The Spirit Lake Ranch will help those with moderate behavioral problems and mental health.
"It is not the same population that we have had in the past," she said.
They had let the state contract go for the adjudicated youth. There will not be a problem with runaways, as there had been with the adjudicated youth.
An adjudicated delinquent is a youth who has been found guilty by a judge of committing a delinquent act. The court can commit an adjudicated juvenile or place the juvenile on community control. The judge can formally adjudicate the youth as an initial step before imposing a disposition (a sentence or punishment).
"If they do not want to be there, they can leave," said Liebing. "There will be no reason for them to want to run away."
Those desiring to leave will be taken to transportation to return them to their home.
"We will be dealing with some substance abuse or failure to launch kids," she said.
"We have changed the ordinance," said Newton.
However, Liebing said that all that had changed was the population. The clients were different and that had been done to be thoughtful of the residents of Mona.

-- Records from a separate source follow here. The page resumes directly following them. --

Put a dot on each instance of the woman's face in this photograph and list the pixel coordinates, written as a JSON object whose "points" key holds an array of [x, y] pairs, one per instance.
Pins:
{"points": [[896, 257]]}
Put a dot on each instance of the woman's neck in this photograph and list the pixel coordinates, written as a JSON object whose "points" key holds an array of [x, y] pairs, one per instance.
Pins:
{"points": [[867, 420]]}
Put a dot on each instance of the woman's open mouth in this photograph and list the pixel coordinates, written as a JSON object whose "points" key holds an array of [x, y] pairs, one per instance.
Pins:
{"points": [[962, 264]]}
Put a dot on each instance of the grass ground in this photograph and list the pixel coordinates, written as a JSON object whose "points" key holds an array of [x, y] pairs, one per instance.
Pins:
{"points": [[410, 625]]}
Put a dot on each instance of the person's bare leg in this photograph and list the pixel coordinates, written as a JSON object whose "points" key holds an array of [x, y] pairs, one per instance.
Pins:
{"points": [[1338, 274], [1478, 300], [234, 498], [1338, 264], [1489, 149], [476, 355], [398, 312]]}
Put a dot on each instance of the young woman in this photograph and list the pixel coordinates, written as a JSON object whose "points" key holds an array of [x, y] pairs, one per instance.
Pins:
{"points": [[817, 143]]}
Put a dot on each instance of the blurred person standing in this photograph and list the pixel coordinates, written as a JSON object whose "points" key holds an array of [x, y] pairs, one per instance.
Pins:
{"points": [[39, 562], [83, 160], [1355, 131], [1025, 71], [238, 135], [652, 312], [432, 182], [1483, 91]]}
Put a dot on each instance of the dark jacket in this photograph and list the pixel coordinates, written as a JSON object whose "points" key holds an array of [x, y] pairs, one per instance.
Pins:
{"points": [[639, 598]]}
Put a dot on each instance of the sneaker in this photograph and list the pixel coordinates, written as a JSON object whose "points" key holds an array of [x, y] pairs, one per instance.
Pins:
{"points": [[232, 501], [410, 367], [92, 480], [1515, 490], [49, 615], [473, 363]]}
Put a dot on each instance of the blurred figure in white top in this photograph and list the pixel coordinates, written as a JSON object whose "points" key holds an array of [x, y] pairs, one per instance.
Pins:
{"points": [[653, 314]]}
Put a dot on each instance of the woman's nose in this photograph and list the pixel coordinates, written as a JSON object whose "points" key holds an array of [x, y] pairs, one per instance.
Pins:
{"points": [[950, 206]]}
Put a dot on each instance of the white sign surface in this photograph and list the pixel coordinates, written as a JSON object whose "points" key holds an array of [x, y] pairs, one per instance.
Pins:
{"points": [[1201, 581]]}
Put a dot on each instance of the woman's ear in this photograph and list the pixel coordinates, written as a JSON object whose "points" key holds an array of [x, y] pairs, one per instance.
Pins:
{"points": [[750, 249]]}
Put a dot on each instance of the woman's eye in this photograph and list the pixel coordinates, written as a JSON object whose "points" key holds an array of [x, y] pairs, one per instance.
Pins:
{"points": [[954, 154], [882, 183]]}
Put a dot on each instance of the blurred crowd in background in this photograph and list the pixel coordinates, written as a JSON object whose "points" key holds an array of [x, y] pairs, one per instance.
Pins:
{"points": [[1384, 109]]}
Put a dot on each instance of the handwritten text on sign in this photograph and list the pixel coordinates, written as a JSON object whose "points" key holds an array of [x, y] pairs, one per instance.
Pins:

Katrina Long, council member, said that the facility would be limited, by the new ordinance concerning group homes and residential facilities, to the number of people that would be allowed.
"Our license is approved by the state for 16 beds," said Liebing.
If the number of beds allowed was restricted, she said, it would not be profitable for them to operate. Staff still needed to be paid and there needed to be enough persons accommodated to make it work financially.
She said that they had tried to make connections with the city and communicate what they were doing but had met with little success. They had tried to work through Molli Graham, council member, and had sent emails.
Graham was out-of-town and was not present at council meeting.
Newton said that the ordinance also now required an inspection prior to the issuance of a business license.
By state law, the facility has to pass state inspections which are quite stringent as to fire codes and other codes assuring client health and safety.
Newton said that the city could accept the state fire marshall's state-required inspection as fulfilling the need for a fire inspection.
Long said that the city ordinance also specified that if there was anyone who had a record of sexual abuse on the premises, there were nearness restrictions. For example, the facility housing that type of individual must be at least 1,000-feet from a school, church or daycare center. There was a daycare provider next door to the boy's home.
"We do not take those and we never did take anyone with a history of sexual abuse," Liebing said. "I would not take them."
She explained that in the summertime, residents were not in Mona. They were in the Unitas at Spirit Lake. In addition, since it was a wilderness program, they spent time camping.
Goodman asked, since they had a state building inspection done recently, if that could not count.
Newton said that the facility would need law enforcement to approve and would need the other Juab County inspections as required excepting for the state fire marshall inspection. That would be accepted.
"Our attorney spent a lot of time on the ordinance," said Newton. "He was careful about the federal Fair Housing Act."
The Fair Housing Act protects people from discrimination when they are renting, buying, or securing financing for any housing. The prohibitions specifically cover discrimination because of race, color, national origin, religion, sex, disability and the presence of children.
Liebing was given a copy of the ordinance concerning group homes and residential facilities which was passed two weeks ago.
"As a citizen, I feel good about what you are doing to help Mona City," Everd Squire, city finance director, told Liebing.